Cook County officials announced Friday that an identical order now exists for most suburbs of Cook County.
“We have come a long way in Cook County and Illinois and we want to keep it that way,” Dr. Rachel Rubin of the Cook County Department of Public Health said in a statement. “It is summer and we know that people want to travel, but we have to remain vigilant to maintain our achievements and avoid having to close places that we have just reopened.”
The order does not apply to Evanston and Skokie residents, who have their own state-certified local health departments. Skokie’s director of health, Dr. Catherine Counard, said her northern suburb has “a difference of opinion on this matter.”

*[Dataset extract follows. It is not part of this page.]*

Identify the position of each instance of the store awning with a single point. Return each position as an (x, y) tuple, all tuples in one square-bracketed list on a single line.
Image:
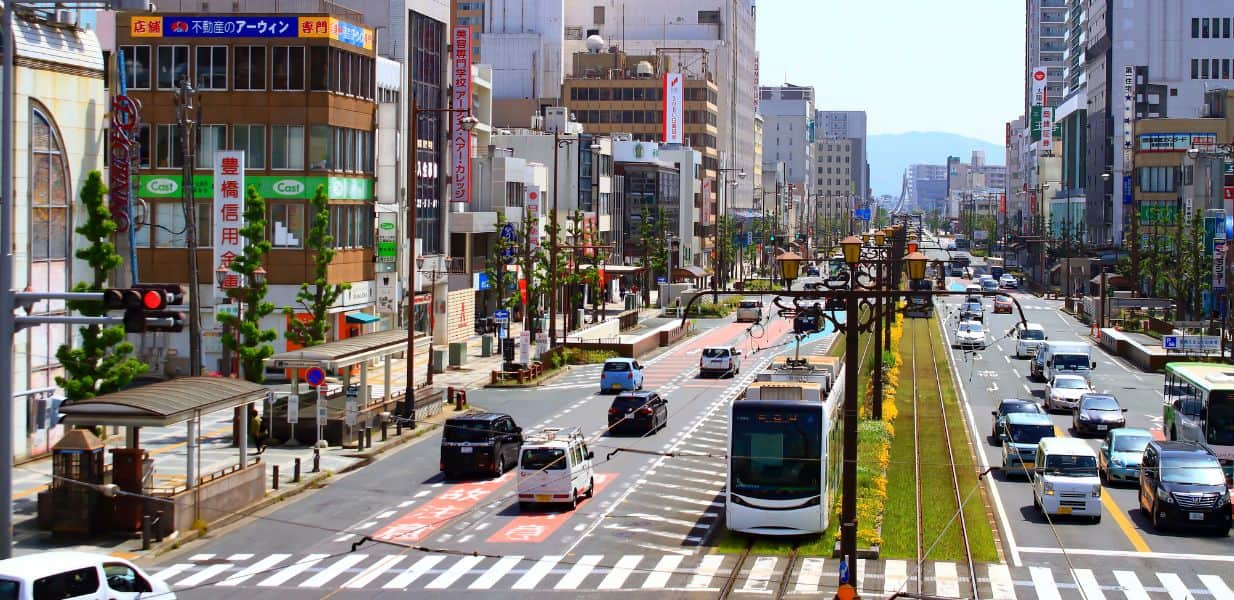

“At Skokie, we believe the most important messages are that everyone should stay home if they are sick, maintain social distance and wear face covers in public places, and wash their hands frequently,” Counard said in an email. “This is true no matter where a person is: simply spending time in another state, without engaging in risky behaviors, is not expected to increase the risk of COVID-19 infection.”
Evanston officials did not immediately respond to requests for comment.
In addition to Iowa, the travel quarantine list includes Alabama, Arkansas, Arizona, California, Florida, Georgia, Idaho, Louisiana, Mississippi, North Carolina, Nevada, South Carolina, Tennessee, Texas, Utah, and Oklahoma.
As of Thursday night, 1,431 COVID-19 patients were hospitalized across Illinois, with 309 in intensive care units and 128 in ventilators.